Una medida que ha levando ya las primeras críticas, con vecinos que apuntan que «es triste que gracias a algunos vecinos de esa plaza, en la que han jugado ellos y sus hijos, se queden sin poder disfrutar los pocos niños y niñas que hay». Sin embargo, el alcalde de La Aguilera, Luciano Burgos, asegura que esta medida se ha tomado para mejorar la convivencia entre los vecinos. «Que un niño de seis o siete años esté jugando con la pelota no pasa nada, pero les hay de 16 y 17 años que se ponen a echar partidos y le dan unas patadas al balón que se lleva todo por delante», apunta Burgos, poniendo como ejemplo que «los rosales que hay en la plaza, tenemos algunos cascados y medio secos» además de que «hay una vecina que se ha quejado de que le han roto varias veces la puerta de casa y que incluso le han doblado la antena de la televisión que tiene en el tejado».

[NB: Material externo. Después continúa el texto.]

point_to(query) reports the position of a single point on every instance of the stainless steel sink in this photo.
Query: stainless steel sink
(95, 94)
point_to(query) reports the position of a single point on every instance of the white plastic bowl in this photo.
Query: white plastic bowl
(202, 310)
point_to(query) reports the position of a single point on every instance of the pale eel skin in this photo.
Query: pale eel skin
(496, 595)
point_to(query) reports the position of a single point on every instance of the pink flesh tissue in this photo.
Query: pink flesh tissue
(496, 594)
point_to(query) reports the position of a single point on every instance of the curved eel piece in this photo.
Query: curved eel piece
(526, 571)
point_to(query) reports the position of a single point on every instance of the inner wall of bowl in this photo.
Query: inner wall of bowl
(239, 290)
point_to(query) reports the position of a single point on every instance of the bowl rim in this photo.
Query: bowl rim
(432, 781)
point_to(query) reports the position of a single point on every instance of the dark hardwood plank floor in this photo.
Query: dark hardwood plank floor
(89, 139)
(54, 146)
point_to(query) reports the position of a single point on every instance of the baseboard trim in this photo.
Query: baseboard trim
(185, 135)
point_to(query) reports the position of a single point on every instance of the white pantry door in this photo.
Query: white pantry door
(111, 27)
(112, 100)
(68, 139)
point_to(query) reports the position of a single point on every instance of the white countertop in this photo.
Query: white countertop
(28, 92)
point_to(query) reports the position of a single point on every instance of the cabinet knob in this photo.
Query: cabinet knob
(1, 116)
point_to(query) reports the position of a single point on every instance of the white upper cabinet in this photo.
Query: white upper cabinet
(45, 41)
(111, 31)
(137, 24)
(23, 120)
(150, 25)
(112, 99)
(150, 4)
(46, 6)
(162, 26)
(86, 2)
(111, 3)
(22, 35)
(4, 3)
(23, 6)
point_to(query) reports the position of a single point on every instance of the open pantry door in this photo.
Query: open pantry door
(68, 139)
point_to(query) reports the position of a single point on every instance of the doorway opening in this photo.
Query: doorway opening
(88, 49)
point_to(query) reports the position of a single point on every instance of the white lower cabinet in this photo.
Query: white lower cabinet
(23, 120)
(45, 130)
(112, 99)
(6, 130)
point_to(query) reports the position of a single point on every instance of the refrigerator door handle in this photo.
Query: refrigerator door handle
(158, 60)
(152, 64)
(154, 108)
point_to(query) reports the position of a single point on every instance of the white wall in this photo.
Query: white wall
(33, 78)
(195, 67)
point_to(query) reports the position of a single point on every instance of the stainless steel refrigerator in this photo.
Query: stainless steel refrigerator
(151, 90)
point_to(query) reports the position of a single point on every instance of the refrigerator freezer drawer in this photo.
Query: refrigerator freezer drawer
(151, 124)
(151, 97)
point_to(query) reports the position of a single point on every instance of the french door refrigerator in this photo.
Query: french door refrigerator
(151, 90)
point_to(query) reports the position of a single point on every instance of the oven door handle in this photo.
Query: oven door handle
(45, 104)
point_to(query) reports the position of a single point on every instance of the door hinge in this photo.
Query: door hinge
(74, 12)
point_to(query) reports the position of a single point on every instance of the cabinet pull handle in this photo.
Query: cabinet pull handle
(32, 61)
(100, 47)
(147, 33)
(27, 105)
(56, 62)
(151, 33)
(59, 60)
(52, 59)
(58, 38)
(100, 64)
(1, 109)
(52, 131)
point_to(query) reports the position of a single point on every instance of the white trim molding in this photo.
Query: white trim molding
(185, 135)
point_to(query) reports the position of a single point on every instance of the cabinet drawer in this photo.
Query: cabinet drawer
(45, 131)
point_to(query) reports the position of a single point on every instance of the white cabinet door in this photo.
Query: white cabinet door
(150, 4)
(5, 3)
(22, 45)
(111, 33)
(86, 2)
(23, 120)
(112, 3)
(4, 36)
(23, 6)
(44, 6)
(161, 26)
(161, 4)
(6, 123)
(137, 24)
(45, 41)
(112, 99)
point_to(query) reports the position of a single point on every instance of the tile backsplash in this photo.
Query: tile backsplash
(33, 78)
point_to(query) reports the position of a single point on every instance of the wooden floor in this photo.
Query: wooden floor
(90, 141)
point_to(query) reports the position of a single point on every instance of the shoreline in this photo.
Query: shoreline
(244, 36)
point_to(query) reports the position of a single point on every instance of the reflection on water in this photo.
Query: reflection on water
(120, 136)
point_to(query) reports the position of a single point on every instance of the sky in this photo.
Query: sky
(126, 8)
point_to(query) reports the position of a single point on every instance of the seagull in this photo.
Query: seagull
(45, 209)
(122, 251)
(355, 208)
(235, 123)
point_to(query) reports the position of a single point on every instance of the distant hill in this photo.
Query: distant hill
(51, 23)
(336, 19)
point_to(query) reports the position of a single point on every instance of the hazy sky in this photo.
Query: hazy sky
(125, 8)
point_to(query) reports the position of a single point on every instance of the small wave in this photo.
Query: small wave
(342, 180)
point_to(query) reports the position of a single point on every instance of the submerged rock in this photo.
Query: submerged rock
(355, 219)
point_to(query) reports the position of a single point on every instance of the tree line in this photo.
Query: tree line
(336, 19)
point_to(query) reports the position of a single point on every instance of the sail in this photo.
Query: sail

Los vecinos que han criticado esta medida prohibitiva aseguran que el campo de fútbol está a más de un kilometro del casco urbano y que la alternativa de jugar al fútbol en el frontón no es viable porque carece de iluminación y «como le des un poco fuerte lo mismo recibes la pelota tras rodar tres peldaños de medio metro cada uno para acabar contra una barandilla de hierro fundido», además de no tener ni porterías ni líneas marcadas.
El alcalde insiste en que el problema de la iluminación ya está solucionado y que han tenido que tomar cartas en este asunto porque el incremento de la población en estos meses hace que la plaza se masifique. «Si están solo los niños que viven aquí todo el año, es controlable, pero llegan muchos a pasar unos días en casa de los abuelos y, al igual que hay más ambiente por las calles, también hay más jaleo», reconoce Luciano Burgos, que es consciente de que este municipio debe habituarse a su más que duplicada población veraniega con civismo y comprensión.